I think I know why winter throws some Spokane residents for a loop.
They don’t have their cold-weather coats arranged by color-coded threat levels.
So when frigid conditions arrive, they aren’t ready. They’re confused about what to wear.
That agonizing uncertainty can be avoided with a little planning. Assuming you are fortunate enough to have choices, just sit down with your family and decide ahead of time which coats are appropriate for which conditions.
That way, part of your closet space can be dedicated to, say, Code Orange coats, while another section can be reserved for the heavy duty Code Red apparel.
Or if you prefer the city of Spokane model, you can label your light jackets “Stage 1,” your medium-weight coats “Stage 2,” and so on.
Then the first person to get up in the morning can check the temperature/wind-chill and post the appropriate color or number on the fridge.
If all that sounds too bureaucratic, you can create your own winter preparedness terminology.
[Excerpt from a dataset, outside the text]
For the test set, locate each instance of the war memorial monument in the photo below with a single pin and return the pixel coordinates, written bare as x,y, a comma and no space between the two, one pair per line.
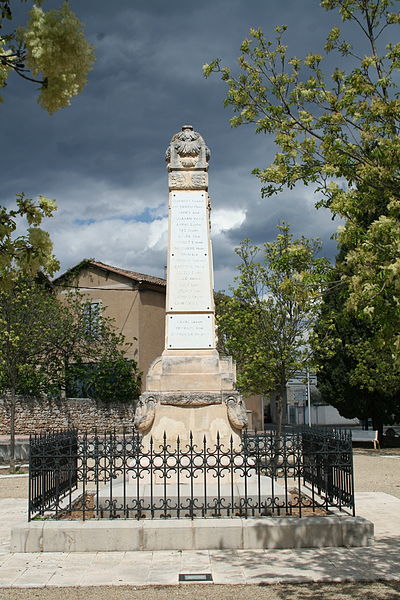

HARVEST MOON: Nip in the air and frost on the pumpkin. Light jackets should suffice.
TV NEWS PEOPLE ARE FREAKING OUT: Mild chill and a dusting of snow. Medium jackets will be fine.
MONTANA: Below freezing all day. Calls for substantial coats.
TEENAGERS WILL CONSIDER NOT BEING COOL: Real-thing cold. Calls for serious people to wear serious coats.
OH THE HUMANITY: Bitter, biting temps and spear-like winds. Get out the parkas.
POINT OF NO RETURN: It’s so punishing out that you might want to consider donning the ultra-max coats you swore never to actually wear because you regarded them as your psychological hedge against the fact that it can always get worse.
Today’s Slice question: Who would you want to play you in a movie?